Takashi has a lot of customizing experience under his belt, thanks to his earlier jobs as a mechanic, painter and a metal shaper, before starting Wedge.
“I felt a different kind of pressure,” Takashi explains. “Usually an owner exists. To a certain degree, I know the direction of the custom bike based on the owner’s tastes and riding style. But this was difficult because I had too much freedom.”

“My impression of the G310R was a standard on-road bike with 17-inch wheels,” says Takashi. “That is why I tried to customize the bike in a different direction.”
“I personally like the tracker style because riders are able to ride the bike freely. I imagined a custom bike that could be ridden in the city, a bike that could be used for daily use, and at times for touring.”

In a bid to leave a good amount of the G310R’s character intact, Takashi decided against recreating the frame entirely. So he created a new sub-frame along with a new swing arm and suspension setup.

A radical design element is the monoshock, which has been repositioned under the fuel tank, though it still utilizes the original linkages. A whole array of items had to be created from scratch using aluminium.
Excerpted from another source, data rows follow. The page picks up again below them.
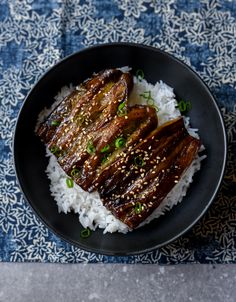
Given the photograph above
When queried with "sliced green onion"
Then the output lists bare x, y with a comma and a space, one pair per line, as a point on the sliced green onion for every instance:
85, 233
138, 161
120, 142
55, 123
121, 109
75, 172
90, 147
79, 119
105, 157
69, 183
138, 207
105, 149
140, 74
The exhaust system, which is a fully custom job, is a stainless steel unit that curls around the swing-arm and is positioned high on the right hand side.

“At first, the space between the rear suspension and the exhaust pipe was very limited,” says Takashi, “so I planned on moving the rear suspension to the side of the frame. But after starting the customization process, I unintentionally put the rear suspension on top of the engine, and the balance was perfect.”

The brake callipers and the USD forks are stock. However, the stock 17-inch wheels have been replaced by 19-inch 5 spoke steel wheels shod with on-off road tyres, and also feature custom brake rotors.

“I have never customized a bike with a front air intake device, rear exhaust and backwards-tilting cylinder engine,” says Takashi, “but this made me even more interested to take on the challenge.”

Having shuffled stuff around so much meant that some other things had to be moved around to make space. So out went the airbox, to get replaced by a K&N unit. The big battery has been replaced by a smaller Shorai make. The under tank monoshock meant that there was no space to store fuel in that tank anymore, so the fuel storage was moved to a place under the filter.

The radiator has been replaced with a new unit too and is now mounted offset with a TrailTech cooling fan kit. The handlebars are modified with mini switches and bar-end turn signals. The stock instrument cluster is junked in favour of a tiny LED speedo from Motogadget. The motorcycle also gets custom LED lights both front and back.

The bike, once transformed, the frame was painted olive green, and white and black for the bodywork.

It took Takashi two and a half months to make this beauty show-ready.